Investors have also taken heart from the FTSE 100's sanguine reaction to last week's quarter point rise in UK interest rates.
The FTSE closed 1.2% higher on Friday at 4,377, bringing it within striking distance of levels it has not reached in 15 months.
The rally came after official figures showed that the US economy created 126,000 new jobs in October, stirring hopes that a steady stream of lay-offs over the last two years is coming to an end.
The positive jobs data followed figures out last week showing that the US economy grew at an annual rate of 7.2% - its highest level in 19 years - in the third quarter.
Analysts said the resilient US economy, together with expectations of solid corporate results in the fourth quarter, will enable global stock markets to continue building on their recent gains.
"This is a US-led recovery," said Martin Evans, head of global research at E-Trade Securities.
"One is inevitably looking for reasons to be cautious, but the economic indicators point to a strong revival in the US. The Dow will sail through 10,000, and will take the FTSE higher."
But there is still a degree of uncertainty over the longer-term outlook.
Analysts at Lehman Brothers predict slower US growth in the months ahead, arguing that since consumer spending remained strong throughout the downturn, there will be little pent-up demand to drive the economy forward next year.
This week, British investors will be looking for October retail sales data, due on Monday, for clues as to how the UK economy is faring.
They will also be scrutinising the Bank of England's quarterly inflation report, due on Wednesday, for hints on how interest rates are likely to move in the months ahead.

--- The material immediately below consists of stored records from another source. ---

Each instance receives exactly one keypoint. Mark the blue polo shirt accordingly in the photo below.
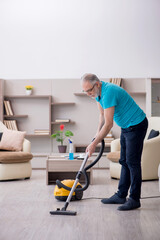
(127, 113)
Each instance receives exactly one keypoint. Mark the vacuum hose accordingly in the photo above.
(84, 172)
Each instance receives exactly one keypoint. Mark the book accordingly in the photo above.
(11, 124)
(9, 108)
(117, 81)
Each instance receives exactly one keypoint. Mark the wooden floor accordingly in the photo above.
(25, 206)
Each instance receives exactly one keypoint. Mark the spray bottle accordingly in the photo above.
(71, 154)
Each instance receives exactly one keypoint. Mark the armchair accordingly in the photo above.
(150, 155)
(15, 165)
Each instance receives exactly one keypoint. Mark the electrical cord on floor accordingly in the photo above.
(150, 197)
(102, 197)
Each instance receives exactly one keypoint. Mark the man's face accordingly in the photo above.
(89, 89)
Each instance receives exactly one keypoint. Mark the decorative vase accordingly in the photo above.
(62, 148)
(28, 92)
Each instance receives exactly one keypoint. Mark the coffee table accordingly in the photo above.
(58, 167)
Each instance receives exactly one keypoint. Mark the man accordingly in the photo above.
(115, 104)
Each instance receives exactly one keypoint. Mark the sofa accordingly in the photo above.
(15, 164)
(150, 155)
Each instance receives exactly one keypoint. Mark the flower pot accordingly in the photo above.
(62, 148)
(28, 92)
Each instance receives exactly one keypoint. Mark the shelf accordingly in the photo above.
(56, 123)
(15, 116)
(62, 103)
(25, 96)
(40, 154)
(37, 135)
(81, 94)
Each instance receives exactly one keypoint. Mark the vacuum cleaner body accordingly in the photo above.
(61, 194)
(76, 190)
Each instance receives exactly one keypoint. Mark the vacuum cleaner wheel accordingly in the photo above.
(79, 194)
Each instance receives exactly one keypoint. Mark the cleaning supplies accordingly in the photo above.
(71, 154)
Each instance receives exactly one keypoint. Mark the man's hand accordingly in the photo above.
(91, 149)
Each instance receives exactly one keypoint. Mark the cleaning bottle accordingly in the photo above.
(71, 154)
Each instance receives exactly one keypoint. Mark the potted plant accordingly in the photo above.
(28, 89)
(60, 136)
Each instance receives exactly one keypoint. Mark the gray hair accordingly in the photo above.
(92, 78)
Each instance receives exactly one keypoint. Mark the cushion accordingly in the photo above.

On Thursday, German third quarter economic growth figures are expected to show that the eurozone's largest economy has emerged from recession, after contracting in the first and second quarters.
On the corporate front, BA and magazine publisher Emap will be turning in their half-year results, while cleaning products manufacturer Reckitt Benckiser will be reporting results for the third quarter.
Analysts at Barclays Private Clients expect BA's earnings before interest and taxes to fall to £160m from £248m in the same period last year, and expect profit growth in the 'mid-high double digits' for Reckitt.